Although the overall number of deaths of people with Covid in 2022 remains far below last year, the summer months have bucked that trend. More than 5,700 Covid deaths have been registered since 8 June when two Omicron subvariants became dominant. This is 95% higher than in the same period last year when there were 2,936 deaths involving Covid across the UK.
However, the latest figures from the Office for National Statistics (ONS) also indicate that deaths caused by the latest Covid wave – fuelled by the two more transmissible Omicron subvariants, BA.4 and BA.5, which became dominant in early June – are on the wane.
A total of 674 Covid deaths were registered in the UK in the week to 12 August, down from 802 a week earlier and 924 the previous week.
More than twice as many Covid deaths were registered between 1 January and 12 August 2021 as in the same period this year: 65,000 deaths by 12 August 2021 – driven by surging figures caused by the Alpha variant – compared with 28,303 in the same period this year.
Prof Paul Hunter, a professor in medicine at the University of East Anglia, said the “surge in infections associated with the BA.5 wave” is behind the increase in the number of deaths this summer compared with last.
“But we will see fewer deaths in August this year than last,” he added. “I suspect that over the next three months we shall see [that Covid] deaths [are] a lot lower than last year and probably that will remain the case for the entire winter.”
The fact that more people are dying this summer than last is most pronounced in the older age groups, a trend that has been consistent throughout the Covid pandemic.

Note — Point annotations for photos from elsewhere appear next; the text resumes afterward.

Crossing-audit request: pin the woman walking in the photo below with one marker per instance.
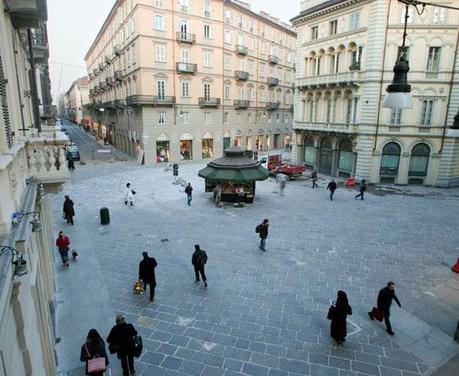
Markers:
(338, 329)
(93, 348)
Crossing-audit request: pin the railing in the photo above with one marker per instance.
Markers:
(185, 37)
(241, 50)
(241, 75)
(241, 103)
(208, 102)
(344, 78)
(186, 68)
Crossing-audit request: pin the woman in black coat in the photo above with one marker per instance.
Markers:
(121, 338)
(338, 329)
(93, 348)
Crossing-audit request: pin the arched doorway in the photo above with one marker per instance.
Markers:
(390, 160)
(309, 152)
(346, 158)
(325, 159)
(418, 163)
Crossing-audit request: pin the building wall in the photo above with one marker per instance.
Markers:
(141, 68)
(369, 126)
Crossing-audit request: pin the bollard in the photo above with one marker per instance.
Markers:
(104, 216)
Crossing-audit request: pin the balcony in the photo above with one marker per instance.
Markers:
(185, 37)
(241, 103)
(272, 81)
(241, 75)
(241, 50)
(272, 106)
(186, 68)
(119, 75)
(209, 102)
(27, 13)
(329, 80)
(150, 100)
(273, 59)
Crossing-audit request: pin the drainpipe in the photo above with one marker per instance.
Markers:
(449, 97)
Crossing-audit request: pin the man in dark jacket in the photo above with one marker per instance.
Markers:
(262, 230)
(122, 338)
(147, 273)
(69, 211)
(198, 260)
(385, 297)
(332, 187)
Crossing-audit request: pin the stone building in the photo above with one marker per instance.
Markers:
(184, 79)
(346, 50)
(32, 161)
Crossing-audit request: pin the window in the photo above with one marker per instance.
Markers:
(160, 23)
(161, 117)
(396, 116)
(207, 59)
(161, 86)
(433, 60)
(355, 20)
(160, 53)
(426, 112)
(207, 32)
(333, 27)
(185, 88)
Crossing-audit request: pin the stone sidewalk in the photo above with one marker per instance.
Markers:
(263, 313)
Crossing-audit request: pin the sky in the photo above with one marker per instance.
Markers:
(73, 25)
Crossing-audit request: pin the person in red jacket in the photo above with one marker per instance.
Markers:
(62, 244)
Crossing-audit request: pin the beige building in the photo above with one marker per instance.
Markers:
(346, 50)
(31, 160)
(184, 79)
(76, 98)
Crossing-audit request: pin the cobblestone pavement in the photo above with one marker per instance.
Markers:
(263, 313)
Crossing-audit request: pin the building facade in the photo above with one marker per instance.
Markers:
(32, 160)
(346, 51)
(185, 79)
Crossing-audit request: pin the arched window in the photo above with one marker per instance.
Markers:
(390, 159)
(419, 160)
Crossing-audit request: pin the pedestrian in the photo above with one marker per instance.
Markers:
(385, 297)
(129, 195)
(69, 211)
(62, 243)
(122, 339)
(189, 191)
(262, 230)
(198, 260)
(362, 189)
(338, 314)
(314, 179)
(93, 348)
(147, 273)
(332, 187)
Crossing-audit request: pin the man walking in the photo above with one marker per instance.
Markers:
(262, 230)
(69, 211)
(62, 244)
(385, 297)
(332, 187)
(198, 260)
(362, 189)
(188, 191)
(147, 273)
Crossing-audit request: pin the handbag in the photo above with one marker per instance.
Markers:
(138, 346)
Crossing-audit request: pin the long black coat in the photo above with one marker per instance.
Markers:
(123, 335)
(147, 270)
(385, 297)
(338, 327)
(68, 207)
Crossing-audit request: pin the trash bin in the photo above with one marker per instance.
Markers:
(104, 216)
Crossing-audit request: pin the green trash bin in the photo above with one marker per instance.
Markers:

Almost half of the deaths recorded this summer in England and Wales were among people aged 85 and over compared with 27% of the deaths in 2021.
Deaths involving Covid have been the highest among old people throughout the pandemic, but over-85s have recorded the highest increase in the death rate, which is 180% higher this summer than it was in summer 2021.

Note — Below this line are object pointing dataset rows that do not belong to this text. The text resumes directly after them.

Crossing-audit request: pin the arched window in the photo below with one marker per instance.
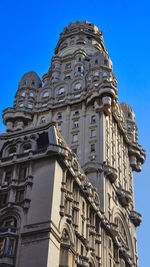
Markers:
(61, 91)
(45, 94)
(77, 86)
(30, 106)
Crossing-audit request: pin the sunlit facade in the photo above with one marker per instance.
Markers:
(67, 162)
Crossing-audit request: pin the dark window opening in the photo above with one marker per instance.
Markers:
(43, 140)
(105, 62)
(22, 172)
(19, 195)
(3, 199)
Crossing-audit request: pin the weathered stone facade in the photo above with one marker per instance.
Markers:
(53, 211)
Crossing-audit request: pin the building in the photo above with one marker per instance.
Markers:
(66, 163)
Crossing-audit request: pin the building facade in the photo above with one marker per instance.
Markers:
(67, 162)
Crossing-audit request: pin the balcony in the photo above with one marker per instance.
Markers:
(124, 196)
(136, 218)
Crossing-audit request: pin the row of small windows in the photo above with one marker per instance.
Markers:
(30, 94)
(30, 106)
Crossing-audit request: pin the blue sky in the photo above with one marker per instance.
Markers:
(29, 34)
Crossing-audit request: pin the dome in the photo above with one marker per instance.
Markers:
(31, 80)
(83, 35)
(129, 114)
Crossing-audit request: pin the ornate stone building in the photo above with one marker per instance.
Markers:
(66, 163)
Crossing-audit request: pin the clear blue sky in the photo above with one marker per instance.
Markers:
(29, 33)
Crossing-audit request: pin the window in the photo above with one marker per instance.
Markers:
(74, 150)
(22, 172)
(93, 133)
(46, 94)
(10, 247)
(61, 90)
(77, 96)
(8, 175)
(82, 249)
(77, 86)
(59, 115)
(30, 106)
(12, 150)
(76, 124)
(76, 112)
(3, 199)
(105, 62)
(93, 119)
(2, 246)
(68, 66)
(44, 105)
(19, 195)
(104, 74)
(89, 39)
(27, 147)
(75, 138)
(59, 127)
(43, 120)
(96, 73)
(23, 94)
(92, 147)
(31, 94)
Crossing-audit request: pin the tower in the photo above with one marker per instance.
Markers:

The number of deaths among those between 75 and 84 has also grown: there were 77% more deaths in this age group this summer compared with last. However, there have been fewer Covid deaths among the under-65s, with the death rate decreasing by about 58% in summer 2022.
Wales and the east and south-west of England recorded the biggest increase in deaths involving Covid with more than three times as many deaths in each of these regions in the summer to date this year compared with the same period in 2021.
In just one region – the north-west – the number of Covid deaths decreased when com pared with the same period last year.
Covid was sixth among leading causes of death in July in England and Wales, the latest ONS monthly analysis of age-standardised mortality rates shows. In July last year, Covid was the ninth-leading cause of death in England and it ranked 22nd in Wales.